Stuffed Flounder Hollandaise
- 4-6 Small Flounder Fillets 4-6 ounces or 2-4 Large Flounder Fillets (8-12 ounces) cut in half lengthwise, deboned and skinless
- 1 pound of Groomer Crab Stuffing
- Olive Oil
- 1 pound of Clarified or Whole Butter
- 8 egg yolks
- 2 ounces Lemon Juice
- 1 dash of Tabasco Sauce and/or 1 pinch of Cayenne Pepper Depending on your preference for a bit of spiciness.
- Kosher Salt and Cracked Black Pepper to Taste
- 1 cup of Dry White Wine
- Preheat oven to 300 degrees. Brush olive oil or butter on both sides of Flounder Fillets. Take a small scoop (approximately 1-3 ounces) of crab stuffing and wrap the flounder fillet around the crab mixture to where it resembles a small pillar as shown in the picture above. Place on shallow baking dish and set aside.

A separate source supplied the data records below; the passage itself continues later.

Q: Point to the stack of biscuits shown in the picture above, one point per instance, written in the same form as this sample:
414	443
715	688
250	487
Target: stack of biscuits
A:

- Although you can make Hollandaise on the stove top (usually in a double boiler) it is extremely difficult to keep your yolks from scrambling overheat and clumping up. It is much easier with a food processor or blender. First heat up butter in the microwave until it becomes completely liquid. Add egg yolks to food processor and put on a low setting until they are completely blended. Very slowly (a few spoonful’s at a time) add the butter and lemon juice to the mixer allowing the sauce to become thick and creamy. During this time add cayenne, Tabasco, Kosher Salt, and Black Pepper. Sauce should come out smooth and creamy.
- Spoon Hollandaise Sauce over rolled up flounder bundles, making sure each bundle is completely covered on the top. Reserve excess sauce. Add a bit of wine to the bottom of the baking dish to add moisture for steaming and bake in the oven for approximately 15 minutes. Sauce on top of stuffed flounder should be browned. Serve with a small amount of excess Hollandaise sauce for dipping.
Note 1: In the cooking world Hollandaise Sauce is called a “mother sauce” because so many other famous French/European sauce can be created from it. (Ie.. Bearnaise and Vin Blanc among others.) The sauce you create from this recipe can be basted onto pretty much any fish or seafood and add excellent flavor to the dish. It is a mild sauce that accentuates the flavor of the main ingredients rather than overpowering them which is perfect in the case of seafood. It is also the sauce used when making the popular breakfast dish, Eggs Benedict. Note 2: Although I used flounder, pretty much any mild white fish can be used. Try it with Snapper or Grouper.